AMD’s revenue soars 19 percent on Ryzen and Radeon sales
AMD’s revenue is up 19 percent in the past three months on strong sales of Ryzen processors and Radeon graphics cards. The chip company is still making a loss, but that fell to $ 16 million.
That the Ryzen and Radeon sales in particular were responsible for the increase in turnover is apparent from the results of the Computing and Graphics department of AMD, which includes the processors and GPUs. Segment sales increased 51 percent year-on-year to $659 million.
Not only did AMD sell more processors and GPUs, the arrival of Ryzen caused the average price of the processors to rise and the average selling price of Radeon products also increased. AMD expects further improvement in results in the next six months as the Ryzen Threadripper for the high-end, Ryzen Pro for the business market and the Ryzen mobile chips for laptops come to market.
Part of the good Radeon sales has to do with using the video cards for cryptocoin mining, admits Lisa Su, CEO of AMD, according to Seeking Alpha’s transcript of its quarterly earnings review.
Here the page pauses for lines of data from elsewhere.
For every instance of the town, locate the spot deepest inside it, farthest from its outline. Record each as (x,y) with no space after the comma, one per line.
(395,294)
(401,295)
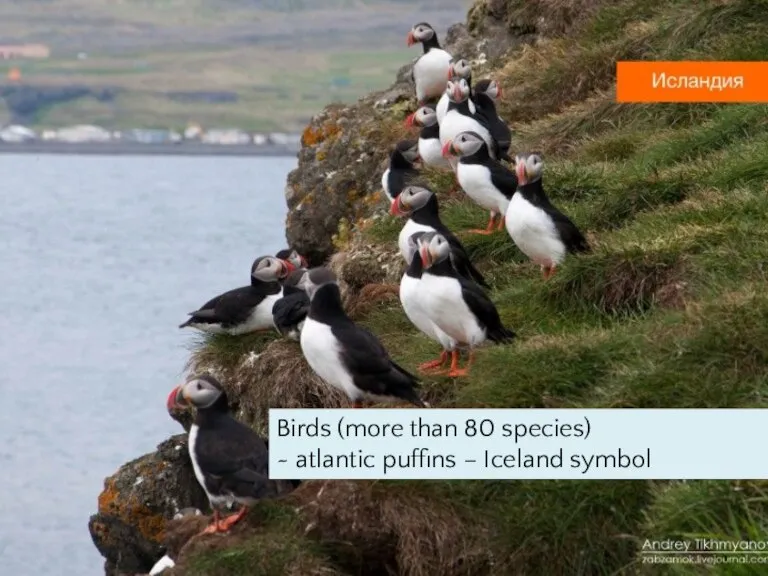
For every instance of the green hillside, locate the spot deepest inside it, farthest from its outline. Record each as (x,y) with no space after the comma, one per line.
(670,310)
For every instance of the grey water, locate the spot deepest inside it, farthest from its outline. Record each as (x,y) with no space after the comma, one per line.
(101,259)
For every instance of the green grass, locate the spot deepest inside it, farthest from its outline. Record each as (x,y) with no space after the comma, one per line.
(669,310)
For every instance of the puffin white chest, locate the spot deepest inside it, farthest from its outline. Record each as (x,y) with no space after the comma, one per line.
(322,352)
(430,73)
(261,316)
(475,180)
(432,153)
(442,107)
(534,232)
(409,230)
(444,303)
(385,184)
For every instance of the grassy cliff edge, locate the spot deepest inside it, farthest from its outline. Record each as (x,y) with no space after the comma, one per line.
(670,310)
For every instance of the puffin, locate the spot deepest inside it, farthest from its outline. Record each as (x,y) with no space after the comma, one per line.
(430,150)
(540,230)
(459,119)
(422,209)
(486,181)
(292,256)
(347,356)
(410,300)
(290,311)
(430,71)
(484,95)
(401,167)
(230,461)
(246,309)
(458,306)
(458,69)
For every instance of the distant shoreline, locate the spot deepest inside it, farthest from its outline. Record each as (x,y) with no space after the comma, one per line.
(140,149)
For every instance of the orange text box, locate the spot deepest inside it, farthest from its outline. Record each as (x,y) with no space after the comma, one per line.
(745,82)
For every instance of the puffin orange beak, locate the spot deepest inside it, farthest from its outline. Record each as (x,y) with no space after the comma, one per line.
(522,174)
(426,257)
(176,398)
(394,208)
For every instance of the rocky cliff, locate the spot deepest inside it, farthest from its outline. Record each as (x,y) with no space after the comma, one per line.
(670,310)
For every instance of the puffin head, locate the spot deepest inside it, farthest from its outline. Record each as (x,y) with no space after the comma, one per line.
(201,391)
(433,248)
(490,88)
(271,269)
(457,90)
(528,167)
(317,277)
(424,116)
(409,200)
(459,69)
(465,144)
(420,32)
(292,256)
(408,149)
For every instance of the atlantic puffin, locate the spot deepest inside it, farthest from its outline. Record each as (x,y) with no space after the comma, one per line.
(430,149)
(347,356)
(230,461)
(459,119)
(456,305)
(421,207)
(246,309)
(401,167)
(290,311)
(458,69)
(292,256)
(540,230)
(484,95)
(486,181)
(410,298)
(430,72)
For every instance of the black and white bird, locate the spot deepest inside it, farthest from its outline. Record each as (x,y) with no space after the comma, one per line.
(290,311)
(458,69)
(401,169)
(458,306)
(459,119)
(421,207)
(292,256)
(486,181)
(347,356)
(246,309)
(430,71)
(430,149)
(484,95)
(230,461)
(540,230)
(410,298)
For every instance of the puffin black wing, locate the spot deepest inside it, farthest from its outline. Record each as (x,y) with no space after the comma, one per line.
(291,309)
(232,307)
(503,179)
(485,312)
(234,459)
(371,367)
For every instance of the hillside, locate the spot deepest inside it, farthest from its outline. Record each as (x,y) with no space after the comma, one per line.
(670,310)
(266,65)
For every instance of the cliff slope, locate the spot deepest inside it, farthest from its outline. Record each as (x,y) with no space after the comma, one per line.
(670,309)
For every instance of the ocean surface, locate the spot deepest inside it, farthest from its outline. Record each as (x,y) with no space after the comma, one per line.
(101,259)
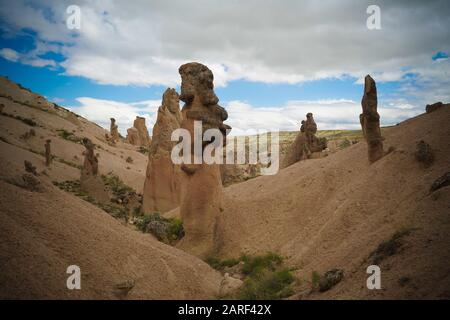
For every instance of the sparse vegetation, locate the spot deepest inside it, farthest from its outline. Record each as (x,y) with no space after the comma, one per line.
(73,186)
(265,277)
(143,150)
(389,247)
(345,144)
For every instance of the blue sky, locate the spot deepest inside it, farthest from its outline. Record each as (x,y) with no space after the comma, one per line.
(268,71)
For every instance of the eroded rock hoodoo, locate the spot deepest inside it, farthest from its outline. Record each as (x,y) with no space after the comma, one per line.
(370,120)
(90,181)
(162,183)
(201,185)
(306,143)
(48,153)
(138,134)
(114,131)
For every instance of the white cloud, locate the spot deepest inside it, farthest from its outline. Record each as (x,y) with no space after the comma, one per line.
(100,111)
(329,114)
(247,119)
(29,58)
(143,42)
(9,54)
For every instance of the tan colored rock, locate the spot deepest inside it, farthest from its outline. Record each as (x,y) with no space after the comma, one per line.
(29,167)
(138,134)
(306,144)
(370,120)
(201,185)
(229,285)
(114,130)
(90,181)
(48,153)
(162,183)
(133,136)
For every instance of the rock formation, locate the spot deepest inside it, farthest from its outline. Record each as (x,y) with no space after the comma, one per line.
(132,136)
(310,128)
(435,106)
(305,144)
(114,130)
(90,181)
(144,138)
(370,120)
(138,134)
(48,153)
(201,185)
(162,186)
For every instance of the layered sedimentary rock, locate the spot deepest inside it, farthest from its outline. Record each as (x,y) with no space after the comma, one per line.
(306,142)
(133,136)
(370,120)
(90,181)
(144,137)
(138,134)
(162,183)
(114,131)
(201,185)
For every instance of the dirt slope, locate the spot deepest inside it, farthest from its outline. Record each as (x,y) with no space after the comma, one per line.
(50,120)
(333,212)
(41,234)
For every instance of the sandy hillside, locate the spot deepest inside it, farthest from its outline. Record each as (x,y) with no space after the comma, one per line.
(42,233)
(52,122)
(321,214)
(333,212)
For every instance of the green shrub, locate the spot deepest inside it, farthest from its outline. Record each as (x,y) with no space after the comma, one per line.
(265,276)
(253,265)
(218,264)
(69,136)
(267,285)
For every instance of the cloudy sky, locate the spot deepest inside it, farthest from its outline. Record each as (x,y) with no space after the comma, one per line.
(273,61)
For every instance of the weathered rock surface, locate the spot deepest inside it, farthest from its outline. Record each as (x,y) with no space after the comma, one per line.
(370,120)
(133,136)
(162,183)
(229,285)
(201,184)
(424,153)
(305,144)
(138,134)
(330,279)
(90,181)
(48,153)
(114,131)
(441,182)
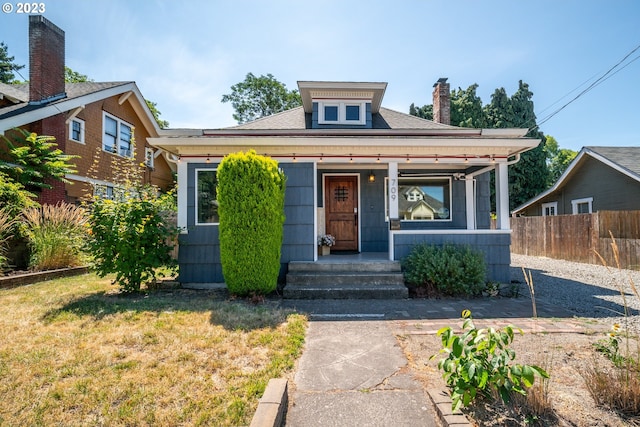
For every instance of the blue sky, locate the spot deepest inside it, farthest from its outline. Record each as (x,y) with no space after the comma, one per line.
(184,55)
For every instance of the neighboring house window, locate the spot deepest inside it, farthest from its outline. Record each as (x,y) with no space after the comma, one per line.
(423,199)
(76,130)
(117,136)
(104,191)
(148,157)
(550,209)
(582,205)
(346,113)
(206,197)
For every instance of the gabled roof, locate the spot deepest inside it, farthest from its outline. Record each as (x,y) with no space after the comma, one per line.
(297,119)
(625,160)
(77,95)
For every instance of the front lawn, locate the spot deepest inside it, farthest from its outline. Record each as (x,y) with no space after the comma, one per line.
(75,351)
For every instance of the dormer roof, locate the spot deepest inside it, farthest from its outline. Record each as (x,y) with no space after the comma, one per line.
(362,91)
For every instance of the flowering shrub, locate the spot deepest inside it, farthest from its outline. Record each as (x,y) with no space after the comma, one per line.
(326,240)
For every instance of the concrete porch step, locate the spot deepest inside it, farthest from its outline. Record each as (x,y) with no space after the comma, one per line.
(346,291)
(344,266)
(336,278)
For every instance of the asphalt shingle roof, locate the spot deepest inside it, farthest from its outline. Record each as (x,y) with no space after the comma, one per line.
(296,119)
(626,157)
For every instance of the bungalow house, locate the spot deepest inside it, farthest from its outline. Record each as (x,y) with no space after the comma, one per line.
(99,122)
(352,167)
(599,178)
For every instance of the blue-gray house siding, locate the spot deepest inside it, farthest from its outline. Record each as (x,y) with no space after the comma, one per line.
(199,254)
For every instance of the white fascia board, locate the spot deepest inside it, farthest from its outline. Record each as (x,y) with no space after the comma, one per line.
(64,106)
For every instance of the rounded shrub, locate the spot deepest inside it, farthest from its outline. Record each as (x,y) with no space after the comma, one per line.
(445,270)
(251,209)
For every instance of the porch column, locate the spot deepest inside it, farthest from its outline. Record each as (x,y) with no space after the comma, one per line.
(502,196)
(469,184)
(392,201)
(182,196)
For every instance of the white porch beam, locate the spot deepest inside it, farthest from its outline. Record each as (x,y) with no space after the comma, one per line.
(469,187)
(182,196)
(502,196)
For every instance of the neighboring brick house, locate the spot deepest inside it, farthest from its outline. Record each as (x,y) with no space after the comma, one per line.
(598,179)
(92,120)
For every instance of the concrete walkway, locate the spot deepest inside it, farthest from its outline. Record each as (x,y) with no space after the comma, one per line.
(353,373)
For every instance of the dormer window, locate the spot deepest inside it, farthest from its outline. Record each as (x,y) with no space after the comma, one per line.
(343,113)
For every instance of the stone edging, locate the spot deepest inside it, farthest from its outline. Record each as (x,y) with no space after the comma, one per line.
(273,406)
(39,276)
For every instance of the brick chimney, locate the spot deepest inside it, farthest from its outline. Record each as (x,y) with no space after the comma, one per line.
(46,84)
(46,60)
(442,102)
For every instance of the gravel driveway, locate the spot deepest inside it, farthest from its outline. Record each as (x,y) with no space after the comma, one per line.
(588,290)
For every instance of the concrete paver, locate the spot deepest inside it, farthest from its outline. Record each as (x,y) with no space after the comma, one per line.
(353,372)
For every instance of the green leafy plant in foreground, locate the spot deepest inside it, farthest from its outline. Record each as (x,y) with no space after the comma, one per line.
(478,362)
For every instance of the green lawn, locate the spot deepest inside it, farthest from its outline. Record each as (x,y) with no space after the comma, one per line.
(76,352)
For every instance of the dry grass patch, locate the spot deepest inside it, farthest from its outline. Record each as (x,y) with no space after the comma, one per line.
(76,352)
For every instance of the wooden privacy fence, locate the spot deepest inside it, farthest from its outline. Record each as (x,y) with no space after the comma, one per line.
(580,237)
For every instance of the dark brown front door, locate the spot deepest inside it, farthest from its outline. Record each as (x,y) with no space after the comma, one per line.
(341,211)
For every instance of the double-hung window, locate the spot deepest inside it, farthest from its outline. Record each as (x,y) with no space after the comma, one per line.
(76,130)
(423,199)
(117,136)
(341,112)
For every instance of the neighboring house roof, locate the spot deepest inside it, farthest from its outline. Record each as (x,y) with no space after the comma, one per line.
(625,160)
(77,95)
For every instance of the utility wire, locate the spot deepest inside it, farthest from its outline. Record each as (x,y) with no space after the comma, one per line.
(608,74)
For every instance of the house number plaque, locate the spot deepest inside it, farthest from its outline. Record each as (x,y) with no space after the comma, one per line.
(340,193)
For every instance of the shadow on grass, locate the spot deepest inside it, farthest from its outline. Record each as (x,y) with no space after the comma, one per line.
(231,314)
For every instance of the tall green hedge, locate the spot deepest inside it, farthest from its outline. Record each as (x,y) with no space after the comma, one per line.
(251,209)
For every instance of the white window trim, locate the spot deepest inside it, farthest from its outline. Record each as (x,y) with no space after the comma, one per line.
(553,205)
(342,112)
(196,196)
(576,202)
(82,127)
(119,122)
(149,156)
(386,202)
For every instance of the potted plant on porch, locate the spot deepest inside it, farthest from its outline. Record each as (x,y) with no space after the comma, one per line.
(325,241)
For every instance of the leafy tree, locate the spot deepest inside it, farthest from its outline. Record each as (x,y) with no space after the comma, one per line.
(131,236)
(425,112)
(529,176)
(251,209)
(558,159)
(156,114)
(466,108)
(7,66)
(262,96)
(33,160)
(71,76)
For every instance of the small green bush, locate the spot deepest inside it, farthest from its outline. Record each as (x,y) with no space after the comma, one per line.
(132,236)
(447,270)
(479,362)
(251,209)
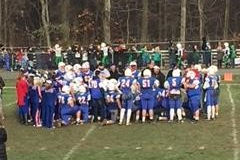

But the company continues to focus on the core gamers market and does not factor mining sales into its quarterly earnings expectations. AMD does not see this use as a major long-term growth driver.
AMD’s Enterprise, Embedded, and Semi-Custom business unit had 5 percent lower quarterly revenue than last year. AMD supplies semi-custom-socs for the Xbox and PlayStation and the big growth of this generation of consoles is over. Microsoft will release the Xbox One X in November, but AMD expects sales from these chips to decline throughout the year. AMD does have high expectations for Epyc: the company’s new server platform.
AMD’s quarterly revenue was $1.22 billion. For the current quarter, the company expects it to be 23 percent higher than the previous quarter and for the full year, sales are expected to be 15 percent higher.